Remember that fine smoke particles are effected by Brownian motions in air. As such when injected in an airstream they almost instantly achieve the same velocity as the air stream. The high drag and low mass of the particles assures this. And the smoke can be injected with no change in the aero characteristics of the air.
About the EMP process. You have to be certain of one thing, that a stray bullet doesn't hit the electronics making the EMP or it's all over. Several ejectors dropping flares or decoys have a redundancy in their operation so one stay bullet won't but the system at risk. Also each time you release the weight of the decoy your airplane performance increases (lower weight - granted not much but take all you can get in a battle environment).
The problem of using a missle to shoot down the oncoming missile is the tech needed to make it work. The speed of the computations and precision of guidance to hit an 8 inch diameter AIM-7 is tremendous compared to what is needed to hit an airplane of any size. The anti-missile missile will be bigger than the missile you are trying to hit - a funny thought at first but as you think about what is needed it starts to creep up on you. You don't see too many anti-missile missiles being designed for that reason. Decoys are much more broad spectrum and it is easy to make something that radiates all over the place compared to any thing else :-)
The variable camber wing has been attempted before. At Boeing we called it an Adaptive Wing Technology. The promise of being able to adjust the camber and thickness to suit the desired flight profile is a pretty neat thing to consider. What we run into in practice is that the structure in a modern fighter or freighter is really minimized. To quote Dick H. - see what breaks and make the rest of the structure lighter. There isn't a lot of extra meat anywhere on a modern airplane. With that light structure they are able to perform pretty well within their design missions.
When you go to a structure that uses hydraulics or whatever to push and pull on the wing outer surfaces things happen. The weight of the systems to push and pull on the structures is large. You need hydraulic fluid, tubing, cylinders and the like all through the wing. They go in and replace a very light system of fixed internal bracing that was there. It is replacing a .10 inch web on a rib with a half inch diameter piston. There will have to be hundreds of them with the tubing needed to provide the pressure and drain the fluid the other way. You have to have electronics and actuators to control the flluid. Sensors to determine wing configuration and so on.

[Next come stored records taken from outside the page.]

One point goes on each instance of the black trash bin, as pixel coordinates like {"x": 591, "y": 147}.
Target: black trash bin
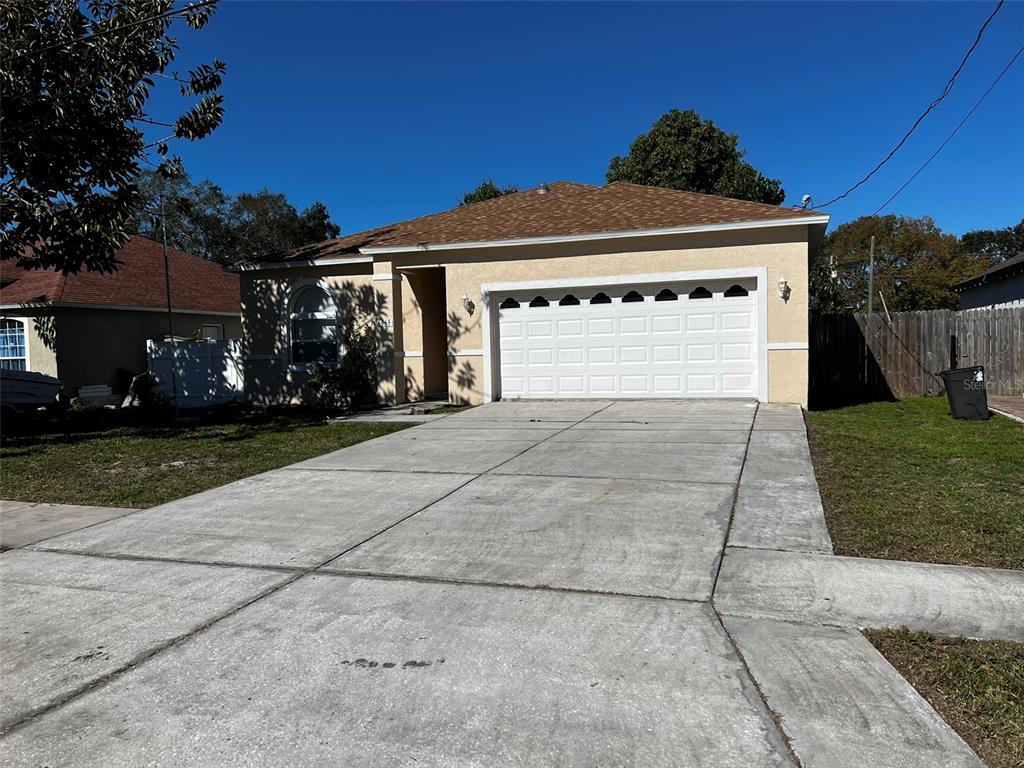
{"x": 966, "y": 390}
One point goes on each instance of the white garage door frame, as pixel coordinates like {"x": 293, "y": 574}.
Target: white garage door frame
{"x": 488, "y": 318}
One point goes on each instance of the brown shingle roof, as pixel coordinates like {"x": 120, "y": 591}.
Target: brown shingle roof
{"x": 1004, "y": 270}
{"x": 566, "y": 209}
{"x": 138, "y": 282}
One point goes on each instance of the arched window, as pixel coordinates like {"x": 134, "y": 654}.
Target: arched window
{"x": 13, "y": 350}
{"x": 313, "y": 326}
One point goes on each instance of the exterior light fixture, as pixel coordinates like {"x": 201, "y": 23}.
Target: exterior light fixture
{"x": 783, "y": 289}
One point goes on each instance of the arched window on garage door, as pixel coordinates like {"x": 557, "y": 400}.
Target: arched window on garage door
{"x": 699, "y": 293}
{"x": 13, "y": 348}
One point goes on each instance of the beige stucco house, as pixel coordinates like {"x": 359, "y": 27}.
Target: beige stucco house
{"x": 564, "y": 291}
{"x": 90, "y": 329}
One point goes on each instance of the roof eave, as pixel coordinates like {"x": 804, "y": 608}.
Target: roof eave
{"x": 556, "y": 239}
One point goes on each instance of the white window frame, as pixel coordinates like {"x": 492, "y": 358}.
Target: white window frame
{"x": 219, "y": 331}
{"x": 25, "y": 332}
{"x": 287, "y": 316}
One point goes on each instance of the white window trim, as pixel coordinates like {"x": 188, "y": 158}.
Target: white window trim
{"x": 294, "y": 289}
{"x": 488, "y": 317}
{"x": 25, "y": 328}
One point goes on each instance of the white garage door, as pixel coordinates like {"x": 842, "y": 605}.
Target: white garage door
{"x": 652, "y": 340}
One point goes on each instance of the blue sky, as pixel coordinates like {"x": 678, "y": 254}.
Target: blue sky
{"x": 387, "y": 111}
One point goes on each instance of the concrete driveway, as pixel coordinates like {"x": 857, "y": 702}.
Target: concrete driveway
{"x": 521, "y": 584}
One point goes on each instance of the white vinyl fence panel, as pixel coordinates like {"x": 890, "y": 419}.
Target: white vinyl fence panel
{"x": 208, "y": 372}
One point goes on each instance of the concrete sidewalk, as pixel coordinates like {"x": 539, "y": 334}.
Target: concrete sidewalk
{"x": 23, "y": 523}
{"x": 644, "y": 583}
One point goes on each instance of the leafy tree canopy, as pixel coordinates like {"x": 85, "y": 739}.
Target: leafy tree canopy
{"x": 76, "y": 79}
{"x": 486, "y": 190}
{"x": 683, "y": 152}
{"x": 914, "y": 265}
{"x": 995, "y": 245}
{"x": 203, "y": 219}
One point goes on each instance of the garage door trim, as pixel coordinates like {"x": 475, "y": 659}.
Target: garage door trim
{"x": 488, "y": 318}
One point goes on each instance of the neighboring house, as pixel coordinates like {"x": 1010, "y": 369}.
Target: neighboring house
{"x": 1001, "y": 284}
{"x": 558, "y": 292}
{"x": 91, "y": 328}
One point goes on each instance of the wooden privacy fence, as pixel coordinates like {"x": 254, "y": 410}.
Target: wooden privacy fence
{"x": 858, "y": 357}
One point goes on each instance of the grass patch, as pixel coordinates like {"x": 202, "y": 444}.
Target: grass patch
{"x": 976, "y": 685}
{"x": 140, "y": 466}
{"x": 905, "y": 481}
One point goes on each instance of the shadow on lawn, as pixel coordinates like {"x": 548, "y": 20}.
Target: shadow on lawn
{"x": 240, "y": 423}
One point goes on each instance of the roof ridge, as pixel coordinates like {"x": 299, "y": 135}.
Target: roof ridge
{"x": 702, "y": 195}
{"x": 375, "y": 229}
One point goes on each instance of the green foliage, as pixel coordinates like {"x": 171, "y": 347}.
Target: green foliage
{"x": 995, "y": 245}
{"x": 351, "y": 383}
{"x": 203, "y": 219}
{"x": 914, "y": 265}
{"x": 486, "y": 190}
{"x": 683, "y": 152}
{"x": 76, "y": 80}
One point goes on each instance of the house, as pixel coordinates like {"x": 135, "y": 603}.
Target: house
{"x": 1003, "y": 284}
{"x": 563, "y": 291}
{"x": 90, "y": 329}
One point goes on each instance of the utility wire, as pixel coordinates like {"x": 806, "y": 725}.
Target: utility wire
{"x": 170, "y": 12}
{"x": 954, "y": 131}
{"x": 945, "y": 92}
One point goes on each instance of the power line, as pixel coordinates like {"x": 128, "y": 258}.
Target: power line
{"x": 945, "y": 92}
{"x": 170, "y": 12}
{"x": 954, "y": 131}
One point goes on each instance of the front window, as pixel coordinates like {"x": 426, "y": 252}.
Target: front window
{"x": 313, "y": 322}
{"x": 13, "y": 352}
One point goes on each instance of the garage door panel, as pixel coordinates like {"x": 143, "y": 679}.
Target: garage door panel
{"x": 695, "y": 323}
{"x": 570, "y": 356}
{"x": 693, "y": 342}
{"x": 633, "y": 326}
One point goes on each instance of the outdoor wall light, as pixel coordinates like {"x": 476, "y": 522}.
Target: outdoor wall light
{"x": 783, "y": 289}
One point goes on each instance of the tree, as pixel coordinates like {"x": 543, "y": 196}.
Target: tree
{"x": 683, "y": 152}
{"x": 486, "y": 190}
{"x": 995, "y": 245}
{"x": 914, "y": 265}
{"x": 76, "y": 80}
{"x": 206, "y": 221}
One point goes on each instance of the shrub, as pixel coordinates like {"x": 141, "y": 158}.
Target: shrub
{"x": 352, "y": 382}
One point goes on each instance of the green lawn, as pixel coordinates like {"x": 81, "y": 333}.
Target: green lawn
{"x": 138, "y": 466}
{"x": 904, "y": 480}
{"x": 977, "y": 686}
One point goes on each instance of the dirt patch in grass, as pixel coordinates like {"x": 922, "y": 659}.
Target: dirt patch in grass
{"x": 977, "y": 686}
{"x": 906, "y": 481}
{"x": 142, "y": 466}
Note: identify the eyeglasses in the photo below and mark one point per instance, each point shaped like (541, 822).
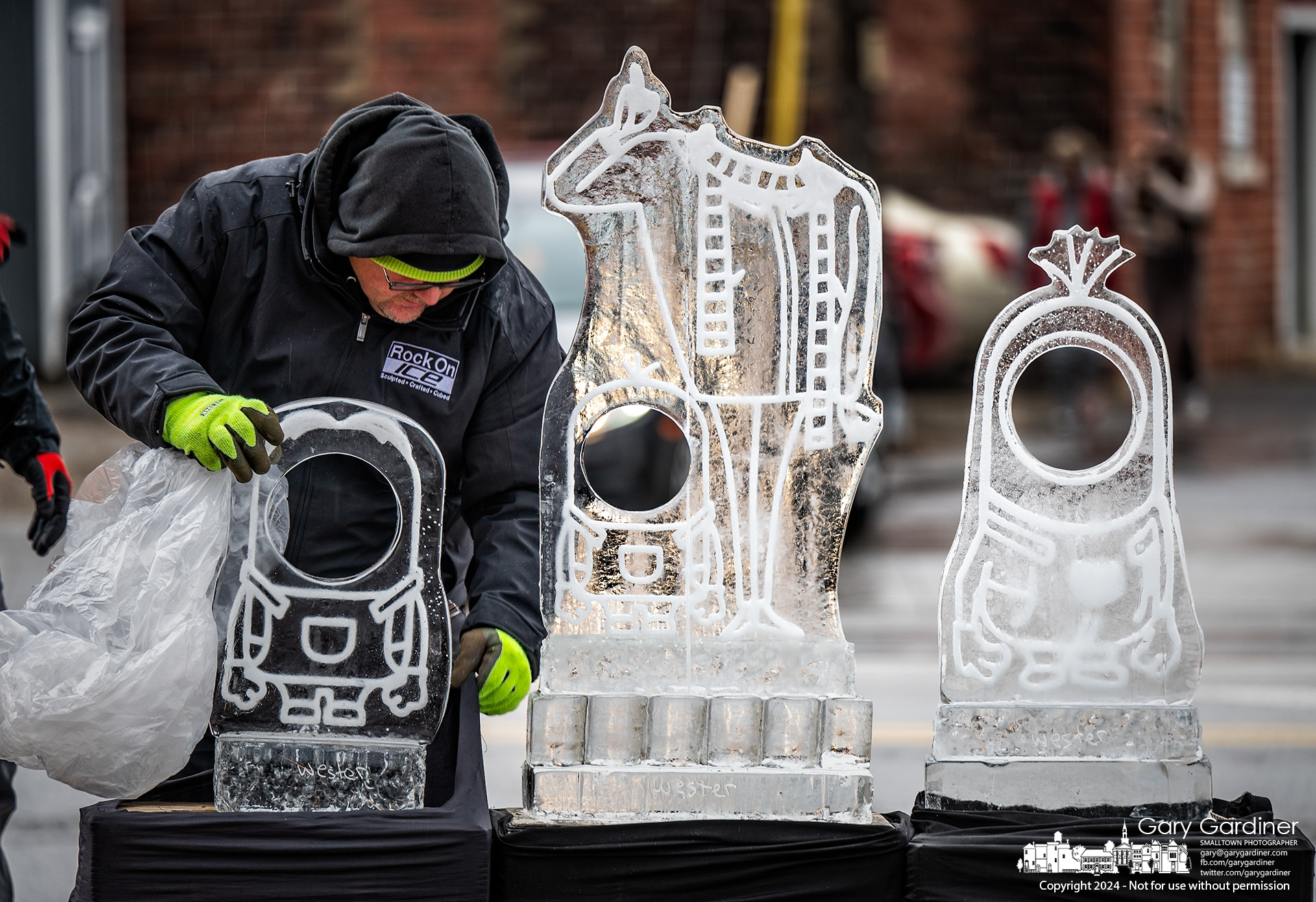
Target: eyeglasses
(422, 286)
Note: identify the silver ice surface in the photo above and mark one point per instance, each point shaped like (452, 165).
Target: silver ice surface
(733, 286)
(345, 673)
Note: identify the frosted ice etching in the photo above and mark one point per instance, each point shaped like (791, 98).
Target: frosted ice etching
(1069, 644)
(695, 663)
(329, 690)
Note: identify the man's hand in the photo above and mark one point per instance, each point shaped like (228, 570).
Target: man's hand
(50, 490)
(499, 664)
(221, 431)
(10, 234)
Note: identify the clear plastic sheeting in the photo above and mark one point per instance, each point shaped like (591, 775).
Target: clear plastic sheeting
(107, 672)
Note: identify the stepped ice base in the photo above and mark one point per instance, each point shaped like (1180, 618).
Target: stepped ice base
(270, 772)
(666, 793)
(1086, 786)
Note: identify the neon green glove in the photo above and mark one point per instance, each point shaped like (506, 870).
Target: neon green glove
(503, 672)
(204, 426)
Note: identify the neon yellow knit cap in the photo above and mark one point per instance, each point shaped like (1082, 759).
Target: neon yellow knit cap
(398, 267)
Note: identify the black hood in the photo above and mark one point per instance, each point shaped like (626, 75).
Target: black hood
(404, 153)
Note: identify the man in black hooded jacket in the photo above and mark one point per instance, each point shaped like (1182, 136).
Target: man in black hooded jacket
(320, 274)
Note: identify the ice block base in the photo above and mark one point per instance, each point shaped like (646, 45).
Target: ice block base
(661, 793)
(1084, 786)
(267, 772)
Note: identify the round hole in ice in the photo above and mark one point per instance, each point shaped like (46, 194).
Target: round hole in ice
(339, 514)
(1071, 409)
(636, 457)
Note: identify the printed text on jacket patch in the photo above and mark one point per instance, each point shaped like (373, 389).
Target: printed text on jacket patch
(420, 367)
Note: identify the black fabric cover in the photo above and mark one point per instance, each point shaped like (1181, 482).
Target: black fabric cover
(692, 860)
(958, 856)
(348, 856)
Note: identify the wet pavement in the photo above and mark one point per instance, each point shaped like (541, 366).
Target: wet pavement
(1247, 497)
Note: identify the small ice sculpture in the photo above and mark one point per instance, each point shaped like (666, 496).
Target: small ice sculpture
(1069, 644)
(328, 690)
(695, 664)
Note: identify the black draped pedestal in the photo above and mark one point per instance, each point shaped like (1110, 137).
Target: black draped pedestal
(698, 860)
(1241, 852)
(143, 855)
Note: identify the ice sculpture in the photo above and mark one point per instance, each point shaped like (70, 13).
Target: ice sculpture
(1069, 644)
(328, 690)
(695, 664)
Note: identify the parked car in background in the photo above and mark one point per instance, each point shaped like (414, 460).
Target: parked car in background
(947, 277)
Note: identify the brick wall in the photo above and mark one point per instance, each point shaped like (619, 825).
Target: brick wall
(975, 88)
(210, 86)
(1240, 261)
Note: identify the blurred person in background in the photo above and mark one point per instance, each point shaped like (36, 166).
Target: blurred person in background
(29, 443)
(1074, 187)
(1165, 202)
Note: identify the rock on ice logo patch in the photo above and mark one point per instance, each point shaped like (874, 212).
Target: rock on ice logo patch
(420, 367)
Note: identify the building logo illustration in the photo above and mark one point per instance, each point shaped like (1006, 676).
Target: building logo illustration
(1060, 857)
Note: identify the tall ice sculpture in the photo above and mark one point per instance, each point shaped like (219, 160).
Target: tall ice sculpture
(329, 690)
(1070, 651)
(695, 664)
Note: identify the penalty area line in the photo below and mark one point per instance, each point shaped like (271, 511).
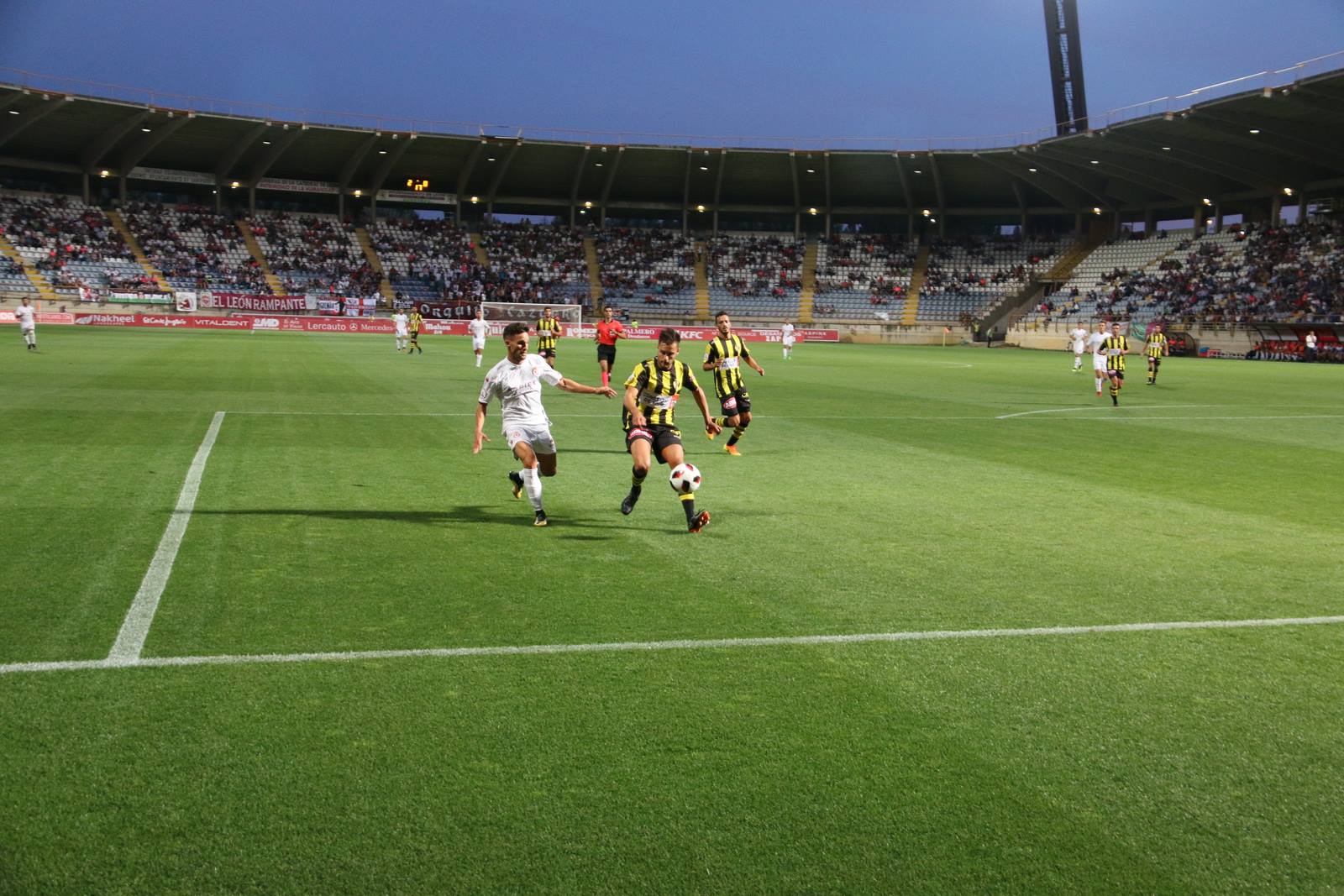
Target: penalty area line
(632, 647)
(134, 627)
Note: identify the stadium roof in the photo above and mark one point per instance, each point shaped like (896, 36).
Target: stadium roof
(1234, 150)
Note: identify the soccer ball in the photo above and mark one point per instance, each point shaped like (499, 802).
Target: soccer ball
(685, 479)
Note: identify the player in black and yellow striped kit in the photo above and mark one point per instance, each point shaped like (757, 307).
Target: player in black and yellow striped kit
(548, 329)
(1116, 347)
(725, 356)
(413, 328)
(651, 394)
(1156, 349)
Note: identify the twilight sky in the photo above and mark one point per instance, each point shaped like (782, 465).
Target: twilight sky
(752, 67)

The net result is the wing and associated support equipment in the airplane causes a really big weight increase. That weight so far has been so determental to the flight of experimental designs that it is not worth the effort. Also consider the possible headaches due to maintainence problems with miles of tubing and hundreds of actuators.
Again it is every aero engineer's dream, the variable camber wing is like the Holy Grail in the Indiania Jones and the Last Crusade movie. Everyone wants it. It is just darn nearly impossible to do with our best techology at present, whether or not it will ever be practical to use in an operational airplane is yet to be determined.
Don't want to sound like a downer, but this gives you an idea of what has been done and where the technology is going.